Russia Front: U.S.–Russia diplomacy showed intermittent progress, with Trump envoy Witkoff meeting Putin, but nuclear submarine deployments and threats of oil tariffs kept geopolitical risk premiums alive.

These developments kept volatility skew elevated in FX options and sustained haven demand for gold throughout the week.

3. U.S. Data & Fed Dynamics — Shifting Rate Path Expectations

Labor Market Surprise: Friday’s July Non-Farm Payrolls rose just 73k, well below the 110k forecast, with a 258k downward revision to prior months. Unemployment ticked up to 4.2%.

Service Sector Softness: ISM Non-Manufacturing PMI dropped to 50.1 (vs 51.5 forecast) with falling business activity.

Manufacturing Weakness: ISM Manufacturing PMI slipped to 48.0, marking a fifth month in contraction.

Inflation Expectations: University of Michigan long-term inflation expectations fell to 3.6% from 4.0%.

Market Repricing: By week’s end, futures implied a 90% probability of a September Fed cut, with two cuts priced by year-end. Fed voices were split — Waller and Bowman leaned toward cuts, while Bostic and Collins urged caution pending more data.

4. FX Performance — Event-Driven Churn

USD Index (DXY): Began firm on tariff risk, plunged post-NFP, ending with resistance near its 100-DMA at 99.83.

EUR/USD: Rose from early-week lows near 1.1390 to close above its 55-DMA (1.1565), aided by softer U.S. data and narrowing yield spreads.

GBP/USD: Benefited late from the BoE’s hawkish cut to 4%, breaking above its 21-DMA at 1.3403. Earlier, the pair traded heavy on growth fears before dip-buyers emerged.

USD/JPY: Reversed from a weekly high above 150 to close near 147.3, pressured by collapsing U.S. yields and haven yen buying.

5. Commodities — Divergent Drivers

Gold (XAU/USD): Maintained a bullish tone, oscillating between $3,328 and $3,370. Haven flows on tariff and geopolitical headlines kept it bid, with resistance at $3,335–3,345.

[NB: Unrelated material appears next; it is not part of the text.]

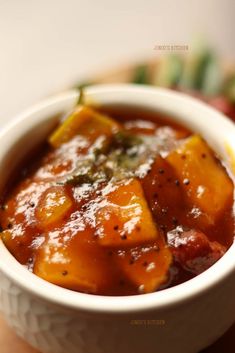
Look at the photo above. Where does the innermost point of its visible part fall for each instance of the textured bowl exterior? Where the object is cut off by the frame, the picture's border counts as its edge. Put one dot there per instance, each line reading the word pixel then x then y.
pixel 53 329
pixel 183 319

Oil (WTI/Brent): Extended losses early as OPEC+ confirmed September supply hikes, then steadied midweek on softer USD.

Copper: Remained under pressure on China demand concerns and tariff risk, slipping marginally on the week.

6. Rates & Credit — Curve Re-steepening on Fed Pivot Bets

Treasury yields collapsed up to 25 bps post-payrolls, led by the front end, steepening the 2s–10s spread by 10 bps to +51.5 bps — the sharpest steepening in months. Investment-grade spreads widened midweek on equity weakness but retraced by Friday as dovish Fed bets took hold.

7. UK & Eurozone — Diverging Policy Tones

BoE: Delivered a 25 bp cut to 4%, but the narrow 5-4 vote and Ramsden’s QT impact comment kept GBP supported.

ECB: No policy change, but softer EU retail sales (1.9% YoY) and PMI misses underlined downside risks for the euro.

8. Key Risks Ahead

Tariff Deadlines: August 8 Russia ceasefire-linked oil tariff trigger.

Fed Messaging: Jackson Hole symposium and CPI print could reshape cut expectations.

Geopolitical Flashpoints: India’s trade retaliation potential; EU-U.S. auto tariff resolution path.

Data Catalysts: U.S. CPI, retail sales; Eurozone PMIs.

9. Takeaways for Traders

FX: Favor EUR/USD dip-buys above 1.1560; sell USD/JPY rallies into 148–149.

Rates: Curve steepeners remain attractive into Fed pivot scenarios.

Commodities: Gold dips to $3,310–3,300 likely supported; oil shorts vulnerable to OPEC+ supply revision chatter.

Equities: Position for volatility spikes around tariff headlines; overweight defensives until policy clarity emerges.